- The paper introduces the integrative few-shot classification and segmentation (FS-CS) task, proposing the iFSL framework with Attentive Squeeze Network (ASNet) to jointly learn classification and segmentation from few examples.
- ASNet employs hypercorrelation construction, an attentive squeeze layer with self-attention, and multi-layer fusion to build reliable class-wise foreground maps for both classification and segmentation.
- Experiments show that iFSL and ASNet achieve significant improvements over existing methods on standard benchmarks like Pascal-5$^i$ and COCO-20$^i$, demonstrating flexibility and robustness.
Integrative Few-Shot Learning for Classification and Segmentation
This paper addresses the integrative task of few-shot classification and segmentation (FS-CS). The authors propose to combine few-shot classification (FS-C) and few-shot segmentation (FS-S) into one integrative task, where models learn to both classify and segment target objects in a query image given only a few support examples. The task aims to resolve deficiencies in conventional few-shot learning setups by allowing multi-label and background-aware classification and segmentation, which are more aligned with real-world scenarios where objects can be absent or belong to multiple classes.

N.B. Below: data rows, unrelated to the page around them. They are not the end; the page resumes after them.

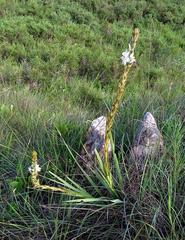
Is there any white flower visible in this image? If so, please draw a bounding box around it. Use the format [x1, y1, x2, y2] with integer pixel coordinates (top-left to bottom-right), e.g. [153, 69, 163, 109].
[28, 164, 41, 173]
[121, 49, 136, 65]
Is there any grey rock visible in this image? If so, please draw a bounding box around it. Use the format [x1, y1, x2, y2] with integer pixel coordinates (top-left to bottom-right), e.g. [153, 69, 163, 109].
[130, 112, 163, 171]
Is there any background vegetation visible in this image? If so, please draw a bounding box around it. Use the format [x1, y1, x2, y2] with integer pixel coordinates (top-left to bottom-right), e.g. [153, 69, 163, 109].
[0, 0, 185, 240]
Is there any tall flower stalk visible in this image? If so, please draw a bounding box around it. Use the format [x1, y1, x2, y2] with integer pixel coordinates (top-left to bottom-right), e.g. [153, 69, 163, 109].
[104, 28, 139, 186]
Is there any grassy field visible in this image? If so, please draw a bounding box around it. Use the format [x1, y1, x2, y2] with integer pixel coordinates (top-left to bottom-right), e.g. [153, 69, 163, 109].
[0, 0, 185, 240]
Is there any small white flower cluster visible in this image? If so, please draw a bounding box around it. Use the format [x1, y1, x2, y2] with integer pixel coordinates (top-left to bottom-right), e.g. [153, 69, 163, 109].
[121, 45, 136, 66]
[28, 164, 41, 173]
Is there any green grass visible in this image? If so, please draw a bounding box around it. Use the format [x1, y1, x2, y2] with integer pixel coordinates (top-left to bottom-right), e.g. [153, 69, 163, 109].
[0, 0, 185, 240]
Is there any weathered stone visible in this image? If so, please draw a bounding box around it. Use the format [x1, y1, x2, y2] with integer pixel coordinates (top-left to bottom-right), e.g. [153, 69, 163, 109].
[80, 116, 111, 169]
[130, 112, 163, 171]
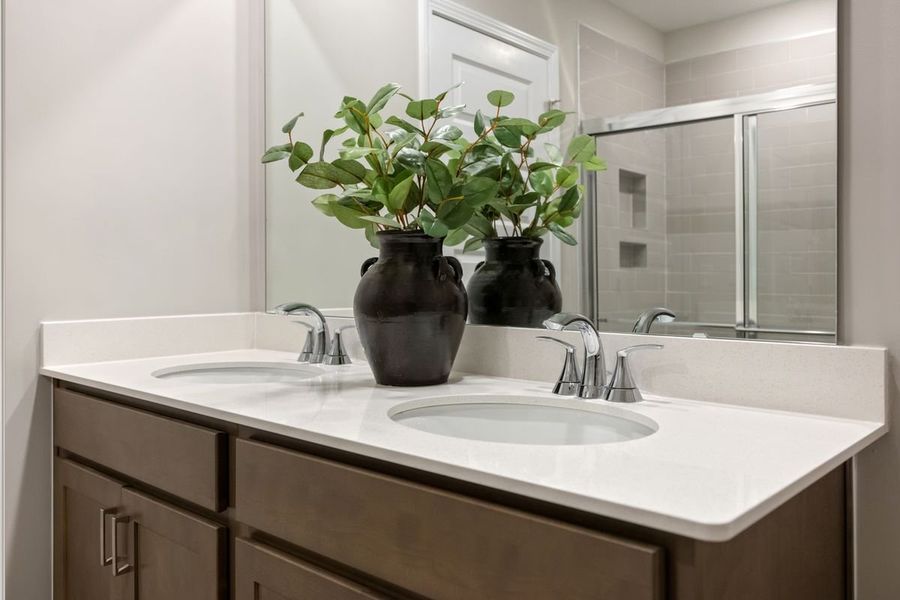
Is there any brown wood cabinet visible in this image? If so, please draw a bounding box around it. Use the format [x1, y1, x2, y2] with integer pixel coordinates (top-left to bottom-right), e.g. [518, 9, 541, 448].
[234, 539, 385, 600]
[54, 458, 226, 600]
[54, 383, 848, 600]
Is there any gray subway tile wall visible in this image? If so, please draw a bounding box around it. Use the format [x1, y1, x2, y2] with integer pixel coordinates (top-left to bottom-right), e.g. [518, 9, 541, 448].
[579, 27, 836, 334]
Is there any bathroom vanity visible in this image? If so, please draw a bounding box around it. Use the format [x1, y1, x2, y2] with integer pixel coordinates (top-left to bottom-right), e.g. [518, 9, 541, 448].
[43, 316, 885, 600]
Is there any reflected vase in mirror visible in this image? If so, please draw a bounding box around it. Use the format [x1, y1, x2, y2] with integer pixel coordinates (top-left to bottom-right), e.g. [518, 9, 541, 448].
[353, 230, 468, 386]
[468, 237, 562, 327]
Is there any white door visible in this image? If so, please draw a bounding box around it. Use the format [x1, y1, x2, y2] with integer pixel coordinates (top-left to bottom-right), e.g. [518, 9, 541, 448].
[425, 2, 559, 281]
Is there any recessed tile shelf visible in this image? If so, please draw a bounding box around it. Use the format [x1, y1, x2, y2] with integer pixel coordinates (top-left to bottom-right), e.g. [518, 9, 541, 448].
[619, 242, 647, 269]
[619, 169, 647, 229]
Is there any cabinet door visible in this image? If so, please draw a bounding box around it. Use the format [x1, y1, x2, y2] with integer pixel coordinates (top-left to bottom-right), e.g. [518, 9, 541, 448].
[234, 539, 384, 600]
[117, 488, 226, 600]
[53, 458, 122, 600]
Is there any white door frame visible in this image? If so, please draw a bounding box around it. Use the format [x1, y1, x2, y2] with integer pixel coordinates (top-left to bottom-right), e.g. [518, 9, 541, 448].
[418, 0, 562, 281]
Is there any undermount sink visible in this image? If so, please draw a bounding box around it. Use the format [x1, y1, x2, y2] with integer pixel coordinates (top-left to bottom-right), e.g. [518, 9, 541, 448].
[388, 395, 659, 446]
[152, 362, 325, 384]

To tackle FS-CS, the authors introduce the integrative few-shot learning (iFSL) framework, which trains models to produce class-wise foreground maps for both classification and segmentation. This integrative approach enables learning with class tags or segmentation annotations. A pivotal element in the proposed framework is the attentive squeeze network (ASNet), which employs deep semantic correlation and global self-attention to create reliable foreground maps for each target class.
ASNet's design contains several innovative facets:
- Hypercorrelation Construction: ASNet computes correlation tensors between a query and support feature pyramids, thus enabling a dense evaluation of semantic similarity across images.

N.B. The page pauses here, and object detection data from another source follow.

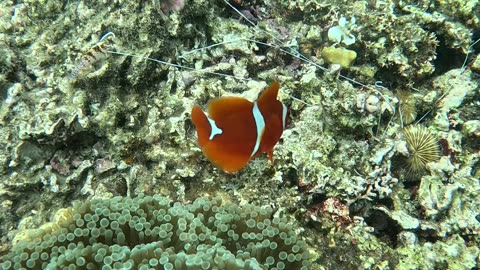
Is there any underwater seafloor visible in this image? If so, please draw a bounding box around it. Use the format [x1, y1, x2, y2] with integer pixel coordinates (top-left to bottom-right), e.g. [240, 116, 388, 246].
[0, 0, 480, 269]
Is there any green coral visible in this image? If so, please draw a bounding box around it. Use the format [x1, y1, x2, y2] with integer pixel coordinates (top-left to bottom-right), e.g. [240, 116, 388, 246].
[0, 195, 310, 269]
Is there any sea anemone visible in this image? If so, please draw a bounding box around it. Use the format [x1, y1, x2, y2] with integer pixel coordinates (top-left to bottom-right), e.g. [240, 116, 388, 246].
[394, 125, 440, 180]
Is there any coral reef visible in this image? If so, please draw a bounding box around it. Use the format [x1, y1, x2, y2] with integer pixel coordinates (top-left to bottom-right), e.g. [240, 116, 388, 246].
[0, 195, 310, 269]
[0, 0, 480, 269]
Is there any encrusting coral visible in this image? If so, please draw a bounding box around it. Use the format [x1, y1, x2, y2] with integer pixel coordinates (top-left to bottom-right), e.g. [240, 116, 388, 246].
[0, 195, 309, 269]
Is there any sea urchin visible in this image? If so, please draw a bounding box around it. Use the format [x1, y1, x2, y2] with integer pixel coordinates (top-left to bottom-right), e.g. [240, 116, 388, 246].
[400, 125, 440, 179]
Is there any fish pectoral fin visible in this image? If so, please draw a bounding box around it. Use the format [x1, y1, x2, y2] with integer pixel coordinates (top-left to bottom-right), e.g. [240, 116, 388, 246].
[203, 143, 250, 173]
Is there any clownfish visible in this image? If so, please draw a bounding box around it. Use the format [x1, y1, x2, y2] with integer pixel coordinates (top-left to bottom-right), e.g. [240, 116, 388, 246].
[192, 82, 288, 173]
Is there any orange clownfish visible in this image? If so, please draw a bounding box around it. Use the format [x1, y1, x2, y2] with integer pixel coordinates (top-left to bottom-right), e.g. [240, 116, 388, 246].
[192, 82, 288, 173]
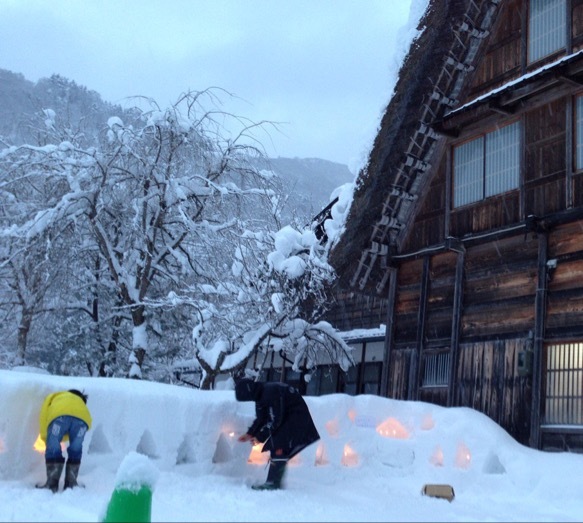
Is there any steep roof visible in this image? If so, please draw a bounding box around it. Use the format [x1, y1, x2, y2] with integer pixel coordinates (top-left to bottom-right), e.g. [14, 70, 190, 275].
[330, 0, 499, 292]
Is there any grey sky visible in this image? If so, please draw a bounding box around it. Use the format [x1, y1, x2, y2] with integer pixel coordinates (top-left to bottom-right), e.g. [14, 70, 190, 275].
[0, 0, 415, 170]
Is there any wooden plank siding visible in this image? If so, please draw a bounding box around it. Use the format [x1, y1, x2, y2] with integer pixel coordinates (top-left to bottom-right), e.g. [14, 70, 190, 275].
[455, 339, 532, 444]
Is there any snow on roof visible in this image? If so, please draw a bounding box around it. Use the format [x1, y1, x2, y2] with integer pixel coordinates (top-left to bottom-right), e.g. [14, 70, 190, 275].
[446, 50, 583, 116]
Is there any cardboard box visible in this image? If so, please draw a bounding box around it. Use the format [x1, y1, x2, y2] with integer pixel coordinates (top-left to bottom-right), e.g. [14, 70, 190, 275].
[421, 485, 455, 501]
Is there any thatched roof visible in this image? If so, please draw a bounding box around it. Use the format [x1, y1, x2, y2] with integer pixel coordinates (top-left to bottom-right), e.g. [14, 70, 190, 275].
[330, 0, 499, 293]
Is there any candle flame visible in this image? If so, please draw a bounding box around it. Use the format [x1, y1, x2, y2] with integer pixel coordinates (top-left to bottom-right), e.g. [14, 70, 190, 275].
[429, 445, 443, 467]
[376, 418, 409, 439]
[247, 443, 269, 465]
[341, 443, 358, 467]
[325, 419, 340, 437]
[315, 443, 330, 466]
[32, 434, 47, 454]
[455, 441, 472, 469]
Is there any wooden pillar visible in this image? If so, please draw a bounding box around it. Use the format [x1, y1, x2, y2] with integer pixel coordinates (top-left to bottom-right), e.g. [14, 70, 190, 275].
[529, 232, 549, 449]
[407, 256, 431, 400]
[447, 246, 466, 407]
[380, 268, 397, 397]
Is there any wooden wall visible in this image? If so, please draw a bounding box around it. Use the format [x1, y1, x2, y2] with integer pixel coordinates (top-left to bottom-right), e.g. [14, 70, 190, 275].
[454, 339, 532, 444]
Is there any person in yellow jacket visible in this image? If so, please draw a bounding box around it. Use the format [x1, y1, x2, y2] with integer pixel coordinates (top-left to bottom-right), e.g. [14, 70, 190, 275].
[37, 389, 91, 492]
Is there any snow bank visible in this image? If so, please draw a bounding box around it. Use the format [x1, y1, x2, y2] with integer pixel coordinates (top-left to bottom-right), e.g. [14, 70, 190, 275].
[0, 371, 531, 488]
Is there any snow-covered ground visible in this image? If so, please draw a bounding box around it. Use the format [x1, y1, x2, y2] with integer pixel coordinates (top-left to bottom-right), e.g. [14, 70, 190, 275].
[0, 370, 583, 522]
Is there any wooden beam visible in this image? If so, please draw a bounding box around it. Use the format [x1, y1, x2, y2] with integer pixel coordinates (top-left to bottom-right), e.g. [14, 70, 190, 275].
[447, 249, 466, 407]
[407, 256, 431, 400]
[529, 233, 549, 449]
[381, 268, 397, 397]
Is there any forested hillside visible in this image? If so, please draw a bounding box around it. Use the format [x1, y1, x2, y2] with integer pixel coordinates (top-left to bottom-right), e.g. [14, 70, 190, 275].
[0, 69, 354, 217]
[0, 66, 352, 388]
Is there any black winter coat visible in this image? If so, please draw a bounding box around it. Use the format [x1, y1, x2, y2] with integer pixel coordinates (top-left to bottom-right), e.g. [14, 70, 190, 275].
[235, 379, 320, 459]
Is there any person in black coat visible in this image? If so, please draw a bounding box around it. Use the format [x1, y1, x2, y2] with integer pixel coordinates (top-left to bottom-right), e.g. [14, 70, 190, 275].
[235, 378, 320, 490]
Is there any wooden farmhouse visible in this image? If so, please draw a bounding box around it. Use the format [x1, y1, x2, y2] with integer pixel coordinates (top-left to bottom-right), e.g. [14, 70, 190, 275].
[253, 0, 583, 452]
[322, 0, 583, 452]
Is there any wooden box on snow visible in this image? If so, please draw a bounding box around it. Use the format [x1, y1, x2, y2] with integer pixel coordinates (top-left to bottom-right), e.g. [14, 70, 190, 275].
[421, 485, 455, 501]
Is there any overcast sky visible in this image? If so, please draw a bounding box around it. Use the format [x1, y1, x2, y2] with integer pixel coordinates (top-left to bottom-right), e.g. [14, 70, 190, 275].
[0, 0, 423, 171]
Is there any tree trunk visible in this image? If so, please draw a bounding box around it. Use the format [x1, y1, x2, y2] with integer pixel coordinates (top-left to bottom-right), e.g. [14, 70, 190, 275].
[14, 309, 33, 365]
[128, 305, 148, 379]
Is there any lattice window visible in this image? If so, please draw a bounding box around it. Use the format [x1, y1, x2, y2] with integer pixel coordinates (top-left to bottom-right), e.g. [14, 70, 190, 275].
[575, 96, 583, 170]
[421, 350, 451, 387]
[453, 122, 520, 207]
[544, 342, 583, 425]
[528, 0, 567, 62]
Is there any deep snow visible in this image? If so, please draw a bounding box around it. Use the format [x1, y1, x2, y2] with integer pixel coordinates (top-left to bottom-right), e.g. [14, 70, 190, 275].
[0, 369, 583, 522]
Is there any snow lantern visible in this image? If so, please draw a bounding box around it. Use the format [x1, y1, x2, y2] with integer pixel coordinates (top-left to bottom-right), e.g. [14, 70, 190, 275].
[376, 418, 409, 439]
[455, 441, 472, 469]
[429, 445, 443, 467]
[421, 414, 435, 430]
[247, 443, 269, 465]
[340, 443, 358, 467]
[314, 442, 330, 467]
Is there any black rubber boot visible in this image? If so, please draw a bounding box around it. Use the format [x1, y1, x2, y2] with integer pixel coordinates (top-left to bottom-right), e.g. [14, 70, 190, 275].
[63, 460, 83, 490]
[251, 459, 287, 490]
[36, 460, 65, 492]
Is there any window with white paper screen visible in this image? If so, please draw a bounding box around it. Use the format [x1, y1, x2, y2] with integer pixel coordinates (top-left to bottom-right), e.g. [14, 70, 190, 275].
[575, 96, 583, 170]
[453, 137, 484, 207]
[528, 0, 567, 62]
[486, 122, 520, 197]
[544, 343, 583, 425]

- Attentive Squeeze Layer: This layer implements a high-order self-attention mechanism, transforming support correlation tensors to foreground maps while preserving spatial dimensions relevant to the query image.
- Multi-layer Fusion: The model merges outputs from multiple layers to ensure the integration of multi-scale semantic features, continuously aggregating contextual information from coarse to fine levels.
The authors demonstrate that iFSL, together with ASNet, achieves substantial improvements over existing few-shot segmentation methods on standard benchmarks. Experiments on Pascal-5i and COCO-20i datasets show that ASNet consistently outperforms other techniques in both 1-way and multi-way setups, verifying its flexibility and effectiveness in generalizing across different few-shot learning tasks.
Furthermore, the paper offers a detailed analysis of the robustness of FS-CS against task transfer, demonstrating that models trained on FS-CS generalize well to FS-C and FS-S tasks, overcoming limitations in each. The empirical results confirm that FS-CS enables a flexible and realistic evaluation framework by removing rigid constraints found in traditional setups, such as strict class exclusiveness in FS-C or mandatory target class presence in FS-S.
Future research paths emerging from this work include exploring efficient ways to improve segmentation performance using only class tags when segmentation annotations are unavailable, potentially opening avenues for weakly supervised few-shot learning. Additionally, further optimizations of ASNet's architecture could enhance segmentation map precision, making it suitable for even larger and more challenging datasets, thus broadening its application in practical AI systems.
Overall, the paper's introduction of the FS-CS task and its proposed methodological framework significantly advance the capacity of few-shot learning to deal with realistic, varied, and challenging scenarios encountered in computer vision tasks. The numerical results and theoretical insights presented create valuable benchmarks and set new directions for further explorations in few-shot learning and its applications.